Hosted by CMS Director Claudio Lomnitz and Ph.D. Student Fernando Montero.

This event is event will touch on the ideological differences professed by the regimes that have clung to power in Nicaragua and Honduras since the late 2000s. Both governments have addressed drug commerce within their jurisdictions in remarkably similar ways: with mass incarceration in the countries’ hegemonic “mestizo” regions, and military occupation in the Afro-Indigenous Caribbean region of Moskitia.

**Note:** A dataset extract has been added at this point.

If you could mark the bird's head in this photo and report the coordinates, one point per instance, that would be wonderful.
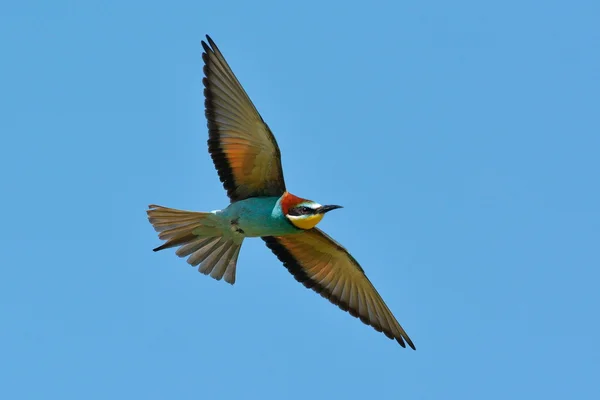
(303, 213)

In both countries, however, state officials across the branches and strata of the police and the armed forces habitually enmesh themselves in drug commerce, giving shape to Janus-faced governmental interventions that the practitioners themselves often struggle to understand. Based on participant-observation research among soldiers and local residents in recently occupied Afro-Indigenous Miskitu villages, this talk conceptualizes graft not as a byproduct of Central American security regimes, but as a structuring part of them.

At the local level, soldiers’ practices of extortion, collusion, and inaction vis-à-vis drug commerce are typically justified on two grounds: 1) their difference from punitive prohibitionism; and 2) their customary and habitual character. Graft, then, may be most accurately conceptualized not as an aspect of “martial law” or as a practice of exceptional “extralegality,” but as a form of military custom. Law here is neither doctrine nor fiction: it is leverage. Graft is not “lawfare,” as Eyal Weizman refers to the battle over legal definitions in the US and Israeli “war on terror” that has gradually stretched international law in order to establish the geopolitical legality of drone warfare and targeted assassination. Nicaraguan and Honduran soldiers’ actions in the Moskitia, on the other hand, make manifest the “custom fare” of geopolitically subordinate states that cannot aspire, as in the US and Israeli cases described by Weizman, to “develop international law through its violation.”